Tiffany Score e Steven Mills, um casal da Flórida, viviam a expectativa do nascimento do primeiro filho com cada detalhe meticulosamente planejado. Para concretizar o sonho da paternidade, recorreram ao Fertility Centre of Orlando, onde realizaram um procedimento de fertilização in vitro. A pequena Shea nasceu em 11 de dezembro de 2025, mas o que deveria ser um momento de celebração logo se transformou em um pesadelo inesperado.
A desconfiança surgiu logo após o parto, ao notarem características físicas que não correspondiam à etnia caucasiana dos pais. Exames de DNA confirmaram o choque: não havia qualquer vínculo genético entre os pais e a bebê. O processo judicial movido pelo casal aponta que um erro gravíssimo ocorreu na clínica, levando à implantação do embrião de outra família no útero de Tiffany.
Para Tiffany e Steven, o episódio tornou-se também uma busca por respostas. Eles sentiram a necessidade ética de encontrar os pais biológicos de Shea, enfrentando o receio constante de que essa descoberta pudesse desencadear uma disputa pela guarda da criança. Após meses de incertezas, em 22 de abril de 2026, a equipe jurídica do casal confirmou a localização dos pais genéticos através de testes especializados.
Em um comunicado oficial, o casal informou a identificação dos pais biológicos, ressaltando que, por questões de privacidade, a identidade deles permanecerá sob sigilo absoluto. Até o momento, os pais genéticos não manifestaram o desejo de buscar a custódia da criança. Tiffany e Steven foram enfáticos quanto ao seu papel na vida de Shea: a intenção é criá-la como pais, independentemente de qualquer ligação biológica.
A complexidade do caso levanta debates jurídicos profundos sobre os direitos de parentalidade frente a erros laboratoriais. A advogada Mara Hatfield pontua que o cenário é um desafio para as leis atuais, dado que a criança foi gestada por uma mãe que, biologicamente, não é sua progenitora, criando um conflito inédito sobre quem detém os direitos fundamentais sobre o bebê.
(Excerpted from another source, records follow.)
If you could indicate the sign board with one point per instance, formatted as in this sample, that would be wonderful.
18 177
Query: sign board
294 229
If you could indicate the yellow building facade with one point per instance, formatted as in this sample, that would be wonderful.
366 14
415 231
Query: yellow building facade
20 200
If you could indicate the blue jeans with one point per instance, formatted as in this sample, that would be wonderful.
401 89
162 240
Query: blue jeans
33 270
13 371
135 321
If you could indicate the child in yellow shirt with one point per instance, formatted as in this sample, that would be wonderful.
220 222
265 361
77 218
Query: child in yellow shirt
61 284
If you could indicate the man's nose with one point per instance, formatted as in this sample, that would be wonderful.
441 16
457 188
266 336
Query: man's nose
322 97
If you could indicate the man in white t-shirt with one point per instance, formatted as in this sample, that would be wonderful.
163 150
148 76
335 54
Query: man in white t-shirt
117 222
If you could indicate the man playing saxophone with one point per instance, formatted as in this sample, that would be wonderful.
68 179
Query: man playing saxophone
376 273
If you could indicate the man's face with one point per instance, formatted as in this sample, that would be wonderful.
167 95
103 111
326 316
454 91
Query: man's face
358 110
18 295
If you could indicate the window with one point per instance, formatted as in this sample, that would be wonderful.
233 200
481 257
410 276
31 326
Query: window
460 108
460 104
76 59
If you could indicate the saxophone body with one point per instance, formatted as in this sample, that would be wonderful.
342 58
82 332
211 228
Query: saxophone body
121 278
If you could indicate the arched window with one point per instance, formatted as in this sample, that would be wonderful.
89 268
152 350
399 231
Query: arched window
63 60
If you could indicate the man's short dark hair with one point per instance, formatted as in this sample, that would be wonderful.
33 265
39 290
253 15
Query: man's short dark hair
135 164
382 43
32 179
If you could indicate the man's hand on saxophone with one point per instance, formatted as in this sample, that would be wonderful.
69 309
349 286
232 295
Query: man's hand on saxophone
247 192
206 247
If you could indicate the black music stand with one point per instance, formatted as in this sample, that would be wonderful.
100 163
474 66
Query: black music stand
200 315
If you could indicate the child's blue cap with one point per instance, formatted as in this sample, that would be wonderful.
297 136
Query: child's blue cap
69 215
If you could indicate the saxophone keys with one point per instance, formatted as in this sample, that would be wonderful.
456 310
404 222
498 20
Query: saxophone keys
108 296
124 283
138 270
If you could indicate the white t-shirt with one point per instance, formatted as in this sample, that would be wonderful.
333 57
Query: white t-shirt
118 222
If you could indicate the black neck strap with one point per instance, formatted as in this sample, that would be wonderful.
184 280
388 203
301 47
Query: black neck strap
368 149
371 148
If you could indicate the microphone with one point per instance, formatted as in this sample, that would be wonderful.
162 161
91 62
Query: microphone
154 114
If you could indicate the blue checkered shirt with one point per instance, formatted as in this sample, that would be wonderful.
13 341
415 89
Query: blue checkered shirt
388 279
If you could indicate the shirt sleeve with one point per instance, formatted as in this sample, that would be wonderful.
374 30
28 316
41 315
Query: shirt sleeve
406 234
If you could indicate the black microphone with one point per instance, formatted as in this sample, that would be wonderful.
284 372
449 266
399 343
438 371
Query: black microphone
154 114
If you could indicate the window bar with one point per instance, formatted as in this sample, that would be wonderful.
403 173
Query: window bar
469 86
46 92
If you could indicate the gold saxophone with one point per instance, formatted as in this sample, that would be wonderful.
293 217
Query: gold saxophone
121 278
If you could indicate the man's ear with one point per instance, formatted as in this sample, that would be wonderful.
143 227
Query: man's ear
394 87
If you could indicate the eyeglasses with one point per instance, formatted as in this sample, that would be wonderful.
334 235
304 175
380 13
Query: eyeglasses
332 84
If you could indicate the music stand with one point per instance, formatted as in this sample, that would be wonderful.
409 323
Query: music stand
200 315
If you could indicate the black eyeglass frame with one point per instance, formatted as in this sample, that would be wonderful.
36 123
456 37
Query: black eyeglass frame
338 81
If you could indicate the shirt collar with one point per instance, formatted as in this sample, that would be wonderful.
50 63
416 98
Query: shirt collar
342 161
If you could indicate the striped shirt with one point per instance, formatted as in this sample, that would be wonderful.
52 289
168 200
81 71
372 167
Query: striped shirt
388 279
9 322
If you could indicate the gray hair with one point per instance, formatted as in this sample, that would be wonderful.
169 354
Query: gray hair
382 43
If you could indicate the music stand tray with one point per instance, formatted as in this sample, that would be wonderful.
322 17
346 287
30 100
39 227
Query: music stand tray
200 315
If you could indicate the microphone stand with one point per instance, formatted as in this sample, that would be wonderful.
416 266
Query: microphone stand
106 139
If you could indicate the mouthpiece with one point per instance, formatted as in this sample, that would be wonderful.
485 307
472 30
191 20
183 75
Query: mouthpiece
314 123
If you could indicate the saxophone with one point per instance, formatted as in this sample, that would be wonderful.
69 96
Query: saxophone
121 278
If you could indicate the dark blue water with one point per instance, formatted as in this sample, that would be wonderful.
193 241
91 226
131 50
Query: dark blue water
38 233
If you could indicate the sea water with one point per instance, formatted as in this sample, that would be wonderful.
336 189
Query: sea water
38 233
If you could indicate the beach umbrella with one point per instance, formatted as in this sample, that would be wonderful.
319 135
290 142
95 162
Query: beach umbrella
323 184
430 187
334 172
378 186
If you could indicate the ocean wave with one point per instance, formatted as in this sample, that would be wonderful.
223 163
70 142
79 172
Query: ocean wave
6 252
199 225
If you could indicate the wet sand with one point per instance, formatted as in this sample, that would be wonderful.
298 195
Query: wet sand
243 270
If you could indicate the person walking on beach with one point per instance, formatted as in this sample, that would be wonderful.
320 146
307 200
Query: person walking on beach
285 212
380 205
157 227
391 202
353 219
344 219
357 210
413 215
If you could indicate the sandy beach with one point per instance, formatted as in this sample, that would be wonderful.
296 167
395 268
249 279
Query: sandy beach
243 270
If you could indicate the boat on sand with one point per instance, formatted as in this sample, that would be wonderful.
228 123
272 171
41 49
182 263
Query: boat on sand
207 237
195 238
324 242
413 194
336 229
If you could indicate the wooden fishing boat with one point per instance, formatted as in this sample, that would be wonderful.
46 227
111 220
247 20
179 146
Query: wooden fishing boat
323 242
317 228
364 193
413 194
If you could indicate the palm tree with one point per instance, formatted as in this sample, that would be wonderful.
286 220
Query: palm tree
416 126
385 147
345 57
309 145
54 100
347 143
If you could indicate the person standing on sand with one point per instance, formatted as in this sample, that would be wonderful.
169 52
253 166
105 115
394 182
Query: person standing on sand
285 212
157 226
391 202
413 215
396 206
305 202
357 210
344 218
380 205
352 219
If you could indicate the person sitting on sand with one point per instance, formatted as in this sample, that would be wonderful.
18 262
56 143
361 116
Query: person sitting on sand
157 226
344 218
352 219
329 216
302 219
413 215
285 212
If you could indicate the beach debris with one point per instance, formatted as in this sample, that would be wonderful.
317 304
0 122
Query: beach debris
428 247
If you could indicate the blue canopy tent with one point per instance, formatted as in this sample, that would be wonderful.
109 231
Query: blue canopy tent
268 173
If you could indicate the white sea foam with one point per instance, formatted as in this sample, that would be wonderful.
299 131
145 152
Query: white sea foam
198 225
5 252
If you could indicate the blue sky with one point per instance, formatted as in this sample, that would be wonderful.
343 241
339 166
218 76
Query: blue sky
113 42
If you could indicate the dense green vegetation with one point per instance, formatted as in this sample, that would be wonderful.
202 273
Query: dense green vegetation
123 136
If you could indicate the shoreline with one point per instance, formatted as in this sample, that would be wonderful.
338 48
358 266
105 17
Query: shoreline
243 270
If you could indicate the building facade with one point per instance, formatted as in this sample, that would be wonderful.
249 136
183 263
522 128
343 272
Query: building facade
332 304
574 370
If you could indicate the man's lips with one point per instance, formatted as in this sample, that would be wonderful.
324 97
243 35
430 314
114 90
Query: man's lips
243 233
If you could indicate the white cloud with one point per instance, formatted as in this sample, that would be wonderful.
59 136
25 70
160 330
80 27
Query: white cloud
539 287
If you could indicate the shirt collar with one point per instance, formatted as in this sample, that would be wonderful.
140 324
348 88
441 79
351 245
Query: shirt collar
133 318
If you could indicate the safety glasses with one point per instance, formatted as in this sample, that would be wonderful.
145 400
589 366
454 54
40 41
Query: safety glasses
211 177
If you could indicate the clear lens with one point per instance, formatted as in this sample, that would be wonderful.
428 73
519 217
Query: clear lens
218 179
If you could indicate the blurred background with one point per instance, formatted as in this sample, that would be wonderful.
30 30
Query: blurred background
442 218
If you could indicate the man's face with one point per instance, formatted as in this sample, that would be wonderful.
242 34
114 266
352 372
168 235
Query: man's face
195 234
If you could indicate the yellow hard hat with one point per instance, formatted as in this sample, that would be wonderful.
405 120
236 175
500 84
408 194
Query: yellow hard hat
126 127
Enquanto a situação de Shea parece estabilizada, o Fertility Centre of Orlando — gerido pela empresa IVF Life — anunciou o encerramento de suas atividades para o dia 20 de maio. O fechamento ocorre sob o peso das investigações e deixa uma lacuna dolorosa: o paradeiro dos três embriões viáveis que o casal mantinha armazenados na unidade permanece um mistério.
O casal expressou sua frustração com a falta de clareza sobre o destino de seu material genético. A incerteza persiste: os embriões foram implantados em outras pacientes, foram descartados ou simplesmente se perderam? A disputa judicial agora se concentra na busca por respostas sobre esses embriões desaparecidos, além da reparação pelos danos emocionais e financeiros irreparáveis causados pelo erro da clínica.